American baritone
Robert E. Honeysucker, Jr. (January 14, 1943 – October 7, 2017) was an American baritone.
Biography
Robert E. Honeysucker, Jr. was born in Memphis, Tennessee. His father, Robert E. Honeysucker,[1] was a preacher.[2] He was one of four children of Robert Sr. and Willa Ann Honeysucker.[1]
Honeysucker grew up in the South in the 1960s, becoming an activist for social change at an early age. He joined the youth division of the NAACP and worked to register voters in order to help the election of John F. Kennedy, and befriended activist Medgar Evers.[3] He later earned his bachelor's degree in music education from Tougaloo College and his master's degree from Miami University of Ohio.[3] After completing his graduate studies, he returned to Mississippi to teach and conduct a choir at Tougaloo College. He moved to Boston, Massachusetts in 1972 for additional graduate work at Boston University.[3]
Honeysucker was known for his versatility as a performer in Boston's classical music scene, with the Boston Globe noting that he had “performed at one time or another with nearly all of the region’s major classical music and opera organizations, as well as with national and international ensembles.”[3] Beginning in the 1980s, he was a regularly featured performer with the Boston Symphony Orchestra and the Boston Pops.[3] By the 1990s, he was also a regular at the Boston Lyric Opera, performing roles such as Stephen Kumalo in Lost in the Stars, by Kurt Weill and Maxwell Anderson; Master Ford in Verdi's Falstaff; and Escamillo in Carmen on the Common, a public park production of Bizet's Carmen performed for an estimated 140,000 people.[4]
Other roles Honeysucker was known for include Rigoletto, Sharpless, Germont, and Iago.[3] As an oratorio singer, he was known for performances in Mendelssohn's Elijah and Handel’s Messiah.[3] He was also passionate about the Great American Songbook, presenting an annual concert of this material for many years.

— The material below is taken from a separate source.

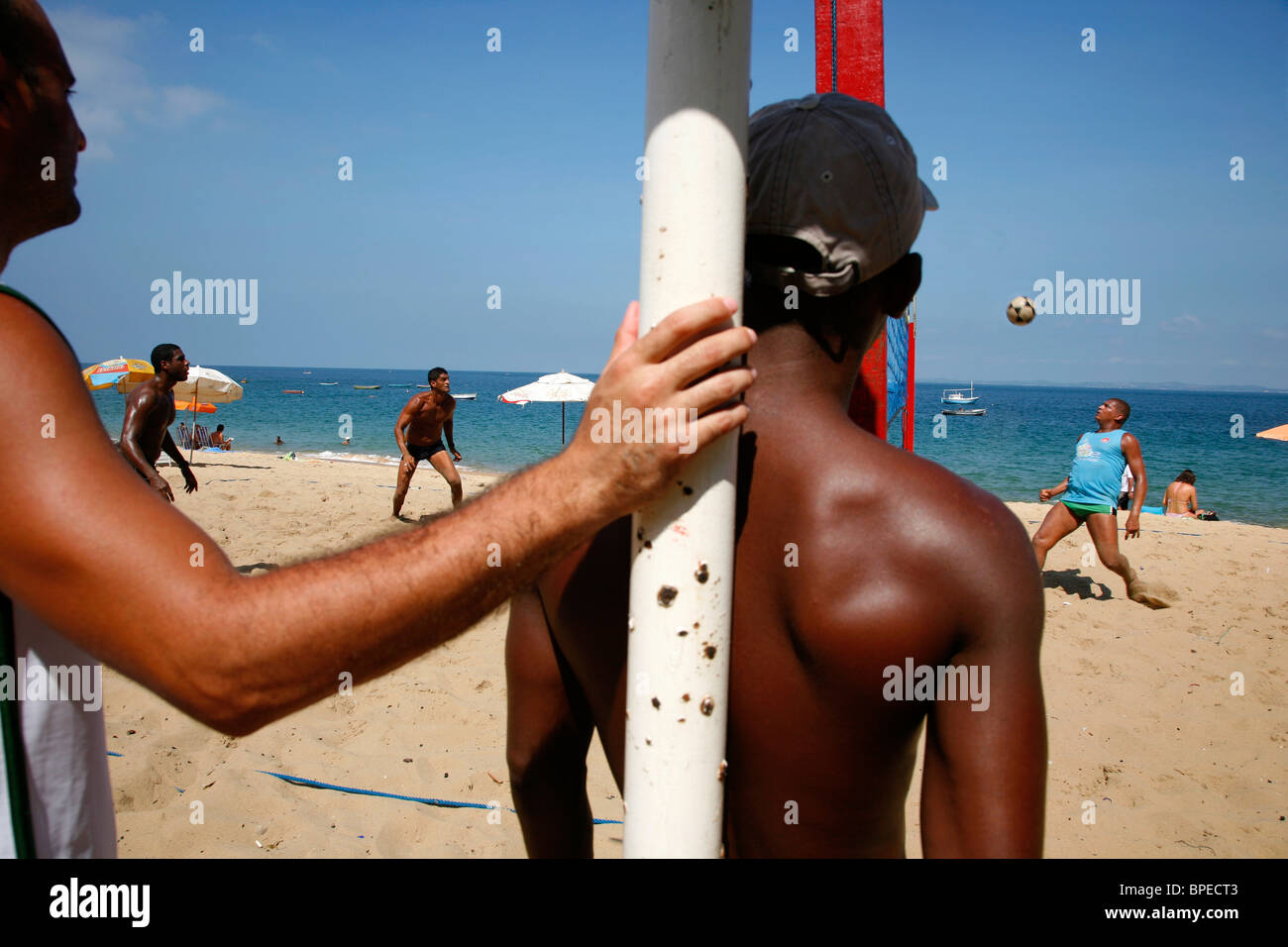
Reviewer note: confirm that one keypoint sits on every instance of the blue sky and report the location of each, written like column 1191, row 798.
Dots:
column 516, row 169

Honeysucker was also a voice teacher who taught on the faculties of the Boston Conservatory and the Longy School of Music.[3]
Discography
Honeysucker's recording work includes a collaboration with Videmus to record five discs featuring the works of African-American composers:
- Music of William Grant Still (New World)
- Watch and Pray (Koch International)
- More Still (Cambria)
- Highway 1, USA (Wm. Grant Still, released by Albany Records)
- Good News (Videmus Records)[5]
Press mentions
Honeysucker was hailed by the Boston Globe as “a fixture of Boston’s musical landscape over some four decades.”[3]